- Theatrical release poster
- Directed by: Mauro Borrelli
- Written by: Reggie Keyohara III Sam Acton King
- Produced by: Kevin DeWalt; Danielle Masters; Wesley Snipes;
- Starring: Wesley Snipes; R. J. Mitte; Jedidiah Goodacre;
- Music by: Todd Bryanton
- Production companies: Minds Eye Entertainment Bridgegate Pictures VMI Worldwide
- Distributed by: Minds Eye International (Canada) Freestyle Digital Media (United States)
- Release date: June 2, 2017;
- Running time: 90 minutes
- Countries: Canada United States
- Language: English

= The Recall =

2017 film by Mauro Borrelli

The Recall is a 2017 science fiction horror film directed by Mauro Borrelli, and written by Reggie Keyohara and Sam Acton King. The film, starring Wesley Snipes, R. J. Mitte and Jedidiah Goodacre, was released on June 2, 2017, in the United States and Canada.

==Plot==
During a time when strange atmospheric disturbances are occurring at various locales around the globe, a group of teenagers go on a vacation trip to a secluded cottage in the woods. At a filling station along the way they have a bad encounter with a man (Wesley Snipes) who calls himself "The Hunter". At the cottage, the teenagers begin exploring and come across a seemingly abandoned cabin. Inside, they find pictures and realize it's the Hunter's house, and furthermore, that he was formerly an astronaut. When he returns unexpectedly they sneak out and run away.

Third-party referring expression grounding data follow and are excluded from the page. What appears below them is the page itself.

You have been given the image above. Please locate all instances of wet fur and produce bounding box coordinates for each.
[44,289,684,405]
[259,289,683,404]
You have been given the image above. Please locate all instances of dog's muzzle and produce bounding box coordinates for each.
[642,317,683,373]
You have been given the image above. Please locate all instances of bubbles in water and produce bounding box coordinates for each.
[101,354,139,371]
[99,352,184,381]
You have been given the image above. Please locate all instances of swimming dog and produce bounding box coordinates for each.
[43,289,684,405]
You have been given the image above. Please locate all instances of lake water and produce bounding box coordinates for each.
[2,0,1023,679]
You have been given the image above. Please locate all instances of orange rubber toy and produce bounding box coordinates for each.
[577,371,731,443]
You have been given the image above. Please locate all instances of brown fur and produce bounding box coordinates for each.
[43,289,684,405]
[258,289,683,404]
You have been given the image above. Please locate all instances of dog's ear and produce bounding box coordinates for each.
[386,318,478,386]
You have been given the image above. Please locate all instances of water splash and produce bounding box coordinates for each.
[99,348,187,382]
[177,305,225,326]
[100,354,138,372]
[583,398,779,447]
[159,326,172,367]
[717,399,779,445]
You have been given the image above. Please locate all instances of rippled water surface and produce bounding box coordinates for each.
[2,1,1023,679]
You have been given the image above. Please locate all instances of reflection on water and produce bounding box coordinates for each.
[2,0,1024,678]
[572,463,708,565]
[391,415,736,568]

That night, when the Hunter shows up in the woods outside their cottage, they believe he is there to attack them. One of them, Rob (Niko Pepaj), goes to the car to get his gun, but on the way back he sees an alien under the porch and panics but he doesn't tell his friends. Later, during the atmospheric disturbances, they see a glow of light. Only Kara seems to know what it is, and seems terrified of it. When an alien enters the house, Rob panics and accidentally shoots Kara. He breaks down and turns on his friends. Charlie stops him by rendering him unconscious. The remaining friends run for the car and drive away in panic. When Rob suddenly appears in the road, Charlie swerves to avoid him and crashes the car. They watch from the wreckage as a UFO appears and abducts Rob, allowing the others to make their escape.

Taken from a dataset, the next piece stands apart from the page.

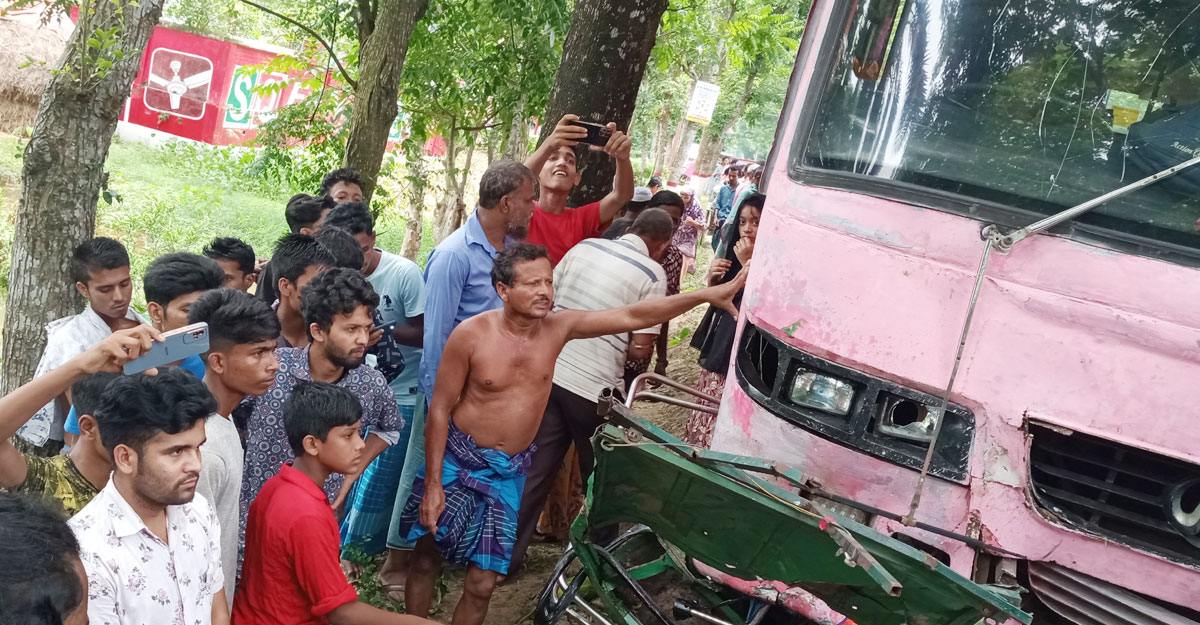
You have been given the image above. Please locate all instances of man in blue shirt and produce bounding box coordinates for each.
[377,159,537,599]
[712,167,739,250]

Unbeknownst to the teenagers, the Aliens have come to Earth,
abducting thousands of humans. On the run from the aliens with the others, Brendan is injured by a bear trap placed by the Hunter. The Hunter appears and saves them from a pursuing alien, and takes them back to his cabin. The Hunter ambushes an alien in a pit and seems to take personal pleasure in killing it. The Hunter explains that he was abducted and experimented-on by the aliens years ago. He shows them scarifications left on his body by the aliens; furthermore, he demonstrates that he can move objects telekinetically. He explains that the aliens have visited Earth several times in the distant past, and through "enhancements" made to abductees, have controlled the evolution of life on Earth. Since his retirement as an astronaut he has been preparing for their return, dedicating himself to putting an end to their reign.

But the aliens besiege the cabin and the teenagers all end up being taken up to the spaceship, where they are among a few thousand humans who are abducted, experimented on, then returned to Earth. The teenagers all wake up back at their cottage, with no memory of having been abducted or experimented on. Kara, who had been killed, also appears to be alive and well. On the road, they are stopped by a military roadblock; although the alien ships have departed as mysteriously as they'd arrived, the government has responded to the mass abductions by putting a plan in place to quarantine anyone who shows the telltale scarifications from having been abducted. When the soldiers attack, with the help of the Hunter the teenagers using their alien-given "enhancements" slaughter the soldiers, instead. After the massacre, Kara heals and simultaneously saves Rob. Soon after, officers radio that they will soon arrive to incinerate the bodies. In the final scene, the young people look out over the landscape and a storm begins again, possibly signaling the return of the alien ships. At this point, the closing credits appear, and the film ends.

==Cast==

- Wesley Snipes as "The Hunter"
- RJ Mitte as Brendan
- Jedidiah Goodacre as Charlie
- Niko Pepaj as Rob
- Laura Bilgeri as Annie
- Hannah Rose May as Kara
- Sean Millington as Colonel McAllen
- Graham Shiels as Prisoner Romanovich
- Viccellous Reon Shannon as Astronaut Jackson

==Production==
The Recall is one of only a few films that used the widescreen Barco Escape format. A virtual reality trailer was made for the film.

==Reception==
===Critical response===
The Recall received mainly negative reviews.